1027 W. 34th St. Los Angele CA

Folk speech–riddle

Nationality: American
Age: 19
Occupation: Student, University of Southern California
Residence: Mission Viejo, CA
Performance Date: 27 April 2011
Primary Language: English

My source told me this riddle one night after a discussion of the riddles in The Hobbit by J.R.R. Tolkien when we were trying to think up riddles of our own. She said that this riddle was one that her dad told her when she was about twelve. “It isn’t a very complex riddle, but I like it anyway,” she told me. “It’s one of those things where after you hear the answer, you’re mad at yourself for not getting it because of how easy and obvious it is.”

“The first man was in a car accident and was sent to the hospital, where he was in critical condition. When the second man came to see him, a nurse stopped the second man and told him that only family members were allowed to visit patients. ‘Are you a family member?’ the nurse asked. He answered with the following:

‘Brothers and sisters I have none,

But this man’s father is my father’s son.’

Do the nurses allow him in?”

Answer: Yes. The second man is the first man’s father, so he is allowed in.

I definitely had the same reaction that my informant described in her analysis of the riddle. I couldn’t get the answer, and after five minutes of wracking my brain trying to think of something that would make sense in this context, I still wasn’t able to think of anything and was getting increasingly frustrated. Once she told me the answer, I just felt stupid for not seeing it in the first place. This can be categorized as an “enigma riddle,” one that relies on flowery language to confuse the listener. It takes a careful thinker to see the answer to this riddle straight off, and I found that frustrating.

Riddle – American

Nationality: Caucasian American
Age: 41
Occupation: Storyteller
Residence: Westlake, Los Angeles, CA
Performance Date: April 17, 2011
Primary Language: English
Language: Conversational Spanish, Conversational German

The informant learned the following riddle from his parents “years and years and years ago”:

“What’s black and white and red all over?” He gives several possible answers for the riddle, the first being the one his parents gave him (“A newspaper”). The others he mentioned were “a panda in a blender” and “a police car with a sunburn.” He claims to have “heard millions of variations on it, some of them more logical than others.”

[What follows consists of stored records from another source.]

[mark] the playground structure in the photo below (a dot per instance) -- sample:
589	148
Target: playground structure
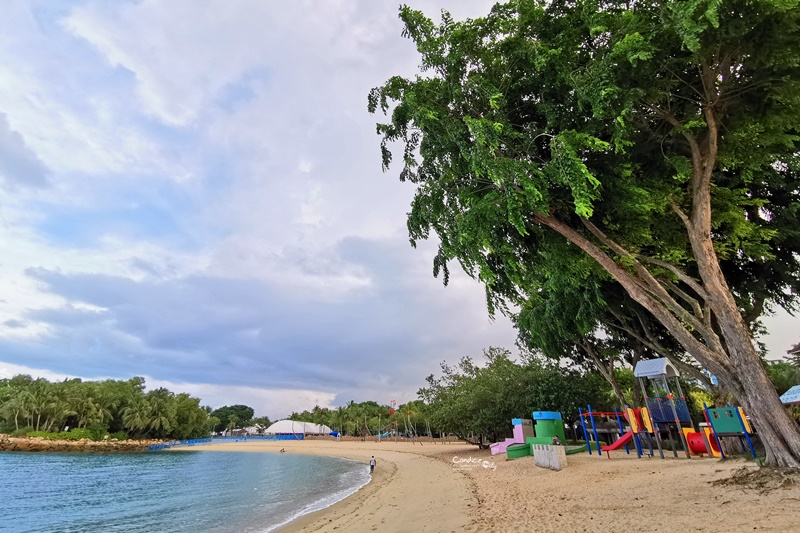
549	426
523	428
665	412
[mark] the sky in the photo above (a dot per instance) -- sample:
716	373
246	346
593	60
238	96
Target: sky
191	191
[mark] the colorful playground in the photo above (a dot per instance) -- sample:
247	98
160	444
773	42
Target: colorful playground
662	424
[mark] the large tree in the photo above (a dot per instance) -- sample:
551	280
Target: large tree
658	138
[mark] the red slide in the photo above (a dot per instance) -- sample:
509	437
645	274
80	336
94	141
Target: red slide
620	442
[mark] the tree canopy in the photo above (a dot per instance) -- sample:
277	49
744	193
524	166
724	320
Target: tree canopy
654	144
118	408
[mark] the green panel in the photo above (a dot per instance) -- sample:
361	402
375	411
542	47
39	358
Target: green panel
725	420
518	450
550	429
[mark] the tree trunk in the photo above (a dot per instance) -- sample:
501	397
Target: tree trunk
606	371
736	363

The informant used to perform the riddle often as a child: “When I first learned it I told it to everybody I knew ’cause I thought it was hysterically funny at the time.” However, he almost never tells it any more.

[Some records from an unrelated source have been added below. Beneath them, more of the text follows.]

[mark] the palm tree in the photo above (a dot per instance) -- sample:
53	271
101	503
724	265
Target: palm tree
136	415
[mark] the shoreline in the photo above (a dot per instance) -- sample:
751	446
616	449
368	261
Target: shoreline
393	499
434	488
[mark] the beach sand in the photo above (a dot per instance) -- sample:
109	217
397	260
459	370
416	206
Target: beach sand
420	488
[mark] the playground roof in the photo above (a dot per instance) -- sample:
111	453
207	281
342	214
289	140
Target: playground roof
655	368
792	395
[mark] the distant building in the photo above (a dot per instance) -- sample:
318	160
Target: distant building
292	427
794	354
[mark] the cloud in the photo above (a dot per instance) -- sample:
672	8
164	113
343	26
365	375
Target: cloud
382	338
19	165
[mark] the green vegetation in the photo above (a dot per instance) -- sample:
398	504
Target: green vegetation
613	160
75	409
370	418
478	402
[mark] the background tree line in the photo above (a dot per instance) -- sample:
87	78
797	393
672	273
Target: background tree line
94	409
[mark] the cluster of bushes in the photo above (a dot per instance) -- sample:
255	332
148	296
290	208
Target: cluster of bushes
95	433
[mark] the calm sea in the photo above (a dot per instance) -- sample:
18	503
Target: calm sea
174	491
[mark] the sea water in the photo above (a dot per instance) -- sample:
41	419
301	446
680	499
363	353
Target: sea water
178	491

The informant has great contempt for riddles in general: “I think it’s enormously stupid. I think most riddles are, especially the one that kids tell, are ultimately, uh, sort of the weakest form of humor possible.” He does make a distinction, however, between children’s riddles and adult riddles: “Riddles in my mind are either more pun-type riddles, in which case they’re usually, uh, they’re usually kid based in the sense of, uh, of they’re playing around with the idea that your brain thinks in one way and it’s actually being tricked; or they’re the more traditional riddles such as the one that the sphinx tells and stuff, that are much more about human condition, and those, I think, are riddles that adults, if they tell them at all, it will be adults telling each other because kids won’t understand them.”

The first answer to the riddle that the informant gives makes of it a “true riddle”—that is, there is an obvious answer to the question if the listener thinks about it in a different way, the pun being on the word “read” as a homophone for “red.” The police car answer seems like a deliberate attempt to be ridiculous, since it is obvious that a car cannot get a sunburn, but the panda answer is an obvious bid for shock value—since pandas are both “cute” and endangered, many listeners could be shocked and appalled at that answer. Clearly, from the informant’s assertion that he has heard many versions of the riddle, it has both multiplicity and variation. Archer Taylor recorded the riddle with the newspaper answer in his book English Riddles from Oral Tradition in 1951 (624).

Source:

Taylor, Archer. English Riddles from Oral Tradition. Berkeley: University of California Press, 1951.